The only effective way to make inflated subscriptions unsustainable is for
funders and institutions to mandate Green OA self-archiving.

Tim Gowers<http://gowers.wordpress.com/2014/04/24/elsevier-journals-some-facts/>
quite right that “ the pace of change is slow, and the alternative system
that is most strongly promoted — open access articles paid for by article
processing charges [“Gold OA”] — is one that mathematicians tend to find
unpalatable. (And not only mathematicians: they are extremely unpopular in
the humanities.)… there is no sign that they will help to bring down costs
any time soon and no convincing market mechanism by which one might expect
them to.”

This is all true as long as the other form of OA (“Green OA” self-archiving
by authors of published articles in OA repsositories, mandated by funders
and institutions) has not prevailed.

The current Finch/RCUK
preferring Gold OA, has had its predictable perverse effects:

1. sustaining arbitrary, bloated Gold OA fees
2. wasting scarce research funds
3. double-paying publishers [subscriptions plus Gold]
4. handing subscription publishers a hybrid-gold-mine
5. enabling hybrid publishers to double-dip
6. abrogating authors' freedom of journal-choice [based on cost-recovery
model, embargo or licence instead of on quality]
7. imposing re-mix licenses that many authors don't want and most users and
fields don't need
8. inspiring subscription publishers to adopt and lengthen Green OA
embargoes [to maxmize hybrid-gold revenues]
9. handicapping Green OA mandates worldwide [by incentivizing embargoes]
10. allowing journal-fleet publishers to confuse and exploit institutions
and authors even more

But the solution is also there (as already adopted by University of
 and FRS-FNRS <http://roarmap.eprints.org/850/> (the Belgian Francophone
research funding council), EC Horizon2020
<http://roarmap.eprints.org/987/> proposed
and now adopted by HEFCE for REF2020 <http://roarmap.eprints.org/834/>.

a. funders and institutions mandate immediate-deposit
b. of the peer-reviewed final draft
c. in the author's institutional repository
d. immediately upon acceptance for publication
e. whether journal is subscription or Gold
f. whether access to the deposit is immedate-OA or embargoed
g. whether license is transfered, retained or CC-BY;
h. institutions implement repository's facilitated email eprint request
Button <https://wiki.duraspace.org/display/DSPACE/RequestCopy>;
i. institutions designate immediate-deposit the mechanism for submitting
publications for research performance assessment;
j. institutions monitor and ensure immediate-deposit mandate compliance

This policy restores author choice, moots publisher embargoes, makes Gold
and CC-BY completely optional, provides the incentive for author compliance
and the natural institutional mechanism for verifying it, consolidates
funder and institutional mandates; hastens the natural death of OA
embargoes, the onset of universal Green OA, and the resultant institutional
subscription cancellations, journal downsizing and transition to Fair-Gold
OA at an affordable, sustainable price, paid out of institutional
subscription cancellation savings instead of over-priced, double-paid,
double-dipped Fool's-Gold.
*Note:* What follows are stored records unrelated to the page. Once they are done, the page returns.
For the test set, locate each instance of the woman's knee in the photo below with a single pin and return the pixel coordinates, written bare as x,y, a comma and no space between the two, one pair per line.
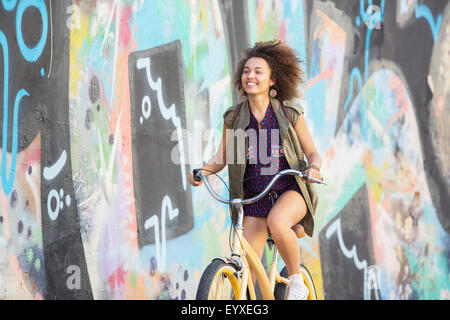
277,225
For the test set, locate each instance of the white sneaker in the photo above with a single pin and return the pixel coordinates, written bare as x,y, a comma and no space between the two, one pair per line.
297,289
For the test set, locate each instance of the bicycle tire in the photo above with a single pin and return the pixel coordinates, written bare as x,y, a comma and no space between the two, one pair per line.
219,281
281,289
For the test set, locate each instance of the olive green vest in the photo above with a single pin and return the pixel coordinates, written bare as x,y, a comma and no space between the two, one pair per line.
292,150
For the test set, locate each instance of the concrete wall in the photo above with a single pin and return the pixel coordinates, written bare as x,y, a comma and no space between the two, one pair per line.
94,202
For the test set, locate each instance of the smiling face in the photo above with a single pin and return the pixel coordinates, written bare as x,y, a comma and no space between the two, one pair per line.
256,77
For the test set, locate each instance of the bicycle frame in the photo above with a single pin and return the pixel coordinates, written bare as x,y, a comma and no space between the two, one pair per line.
243,250
243,255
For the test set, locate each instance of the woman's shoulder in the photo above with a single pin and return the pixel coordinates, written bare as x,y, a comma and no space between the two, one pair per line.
293,106
229,115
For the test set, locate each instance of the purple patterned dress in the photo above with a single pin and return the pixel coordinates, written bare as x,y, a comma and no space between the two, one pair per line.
260,164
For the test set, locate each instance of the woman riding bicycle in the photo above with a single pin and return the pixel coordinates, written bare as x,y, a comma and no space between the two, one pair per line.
268,77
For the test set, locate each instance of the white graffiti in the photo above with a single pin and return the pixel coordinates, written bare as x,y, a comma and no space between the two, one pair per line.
371,273
167,113
153,221
54,196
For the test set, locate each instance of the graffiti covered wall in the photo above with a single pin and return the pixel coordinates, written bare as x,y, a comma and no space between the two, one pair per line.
109,104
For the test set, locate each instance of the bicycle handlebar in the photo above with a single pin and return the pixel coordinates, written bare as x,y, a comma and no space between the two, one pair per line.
199,176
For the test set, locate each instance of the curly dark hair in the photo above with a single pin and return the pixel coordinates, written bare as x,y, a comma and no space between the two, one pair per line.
284,64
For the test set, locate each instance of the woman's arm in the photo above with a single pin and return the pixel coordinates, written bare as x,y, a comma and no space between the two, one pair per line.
311,153
217,162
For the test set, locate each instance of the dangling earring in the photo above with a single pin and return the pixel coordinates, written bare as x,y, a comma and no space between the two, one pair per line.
273,92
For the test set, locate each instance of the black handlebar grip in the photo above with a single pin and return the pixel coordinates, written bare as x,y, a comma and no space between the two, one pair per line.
196,175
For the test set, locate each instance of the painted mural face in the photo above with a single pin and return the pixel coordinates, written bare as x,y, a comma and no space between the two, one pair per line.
256,77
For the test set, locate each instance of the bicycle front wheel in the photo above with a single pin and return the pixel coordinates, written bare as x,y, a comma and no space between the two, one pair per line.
219,281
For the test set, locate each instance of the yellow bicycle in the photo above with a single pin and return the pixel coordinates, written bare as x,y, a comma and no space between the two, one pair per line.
229,278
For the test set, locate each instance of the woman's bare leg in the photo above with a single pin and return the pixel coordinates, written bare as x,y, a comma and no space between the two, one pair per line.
255,232
289,209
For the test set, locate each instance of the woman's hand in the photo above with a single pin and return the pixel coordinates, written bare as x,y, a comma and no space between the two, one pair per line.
313,173
192,180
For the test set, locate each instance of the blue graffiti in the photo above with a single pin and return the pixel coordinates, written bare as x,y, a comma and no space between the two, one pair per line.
9,4
32,54
8,182
422,11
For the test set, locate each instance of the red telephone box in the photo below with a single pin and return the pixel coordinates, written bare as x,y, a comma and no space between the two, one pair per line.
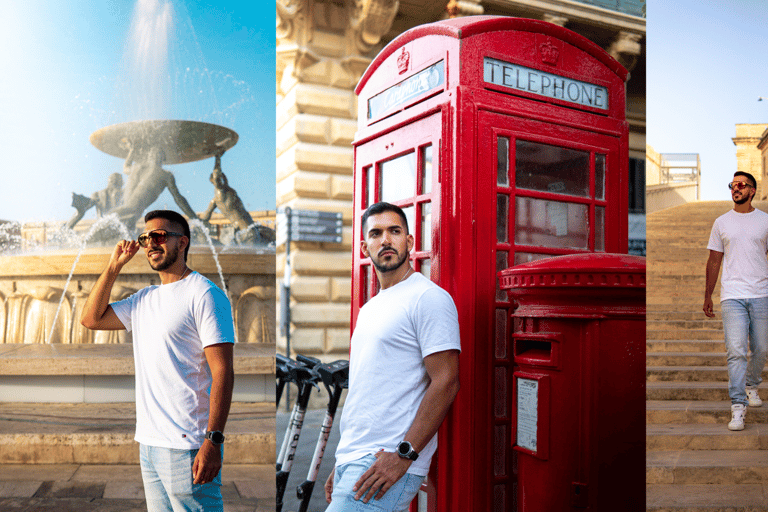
504,140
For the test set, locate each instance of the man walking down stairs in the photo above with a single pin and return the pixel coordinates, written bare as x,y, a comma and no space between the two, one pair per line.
694,462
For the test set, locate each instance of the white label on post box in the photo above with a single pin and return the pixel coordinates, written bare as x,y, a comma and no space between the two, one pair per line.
546,84
527,413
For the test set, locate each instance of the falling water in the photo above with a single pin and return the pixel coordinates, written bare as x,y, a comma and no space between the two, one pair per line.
109,220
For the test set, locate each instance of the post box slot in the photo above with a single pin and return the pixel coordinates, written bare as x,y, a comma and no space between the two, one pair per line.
536,351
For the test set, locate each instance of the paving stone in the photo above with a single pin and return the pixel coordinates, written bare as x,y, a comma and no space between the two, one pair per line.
19,489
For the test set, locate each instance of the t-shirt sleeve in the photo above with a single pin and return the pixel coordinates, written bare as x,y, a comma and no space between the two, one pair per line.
124,309
214,318
715,240
437,322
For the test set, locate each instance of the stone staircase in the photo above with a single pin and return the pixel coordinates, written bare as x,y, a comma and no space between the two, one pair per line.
693,462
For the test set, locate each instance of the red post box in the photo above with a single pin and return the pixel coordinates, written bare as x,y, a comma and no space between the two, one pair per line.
579,385
504,140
And of course Fair-Gold OA will license all the
re-use rights users need and authors want to allow.

In summary, plans by universities and research funders to pay the costs of
Gold OA today are premature. Funds are short; 80% of journals (including
virtually all the top journals) are still subscription-based, tying up the
potential funds to pay for Gold OA; the asking price for Gold OA is still
high; and there is concern that paying to publish may inflate acceptance
rates and lower quality standards. What is needed now is for universities
and funders to mandate Green OA self-archiving (of authors' final
peer-reviewed drafts, immediately upon acceptance for publication). That
will provide immediate OA; and if and when universal Green OA should go on
to make subscriptions unsustainable (because users are satisfied with just
the Green OA versions) that will in turn induce journals to cut costs
(print edition, online edition, access-provision, archiving), downsize to
just providing the service of peer review, and convert to the Gold OA
cost-recovery model; meanwhile, the subscription cancellations will have
released the funds to pay these residual service costs. The natural way to
charge for the service of peer review then will be on a "no-fault basis,"
with the author's institution or funder paying for each round of
refereeing, regardless of outcome (acceptance, revision/re-refereeing, or
rejection). This will minimize cost while protecting against inflated
acceptance rates and decline in quality standards.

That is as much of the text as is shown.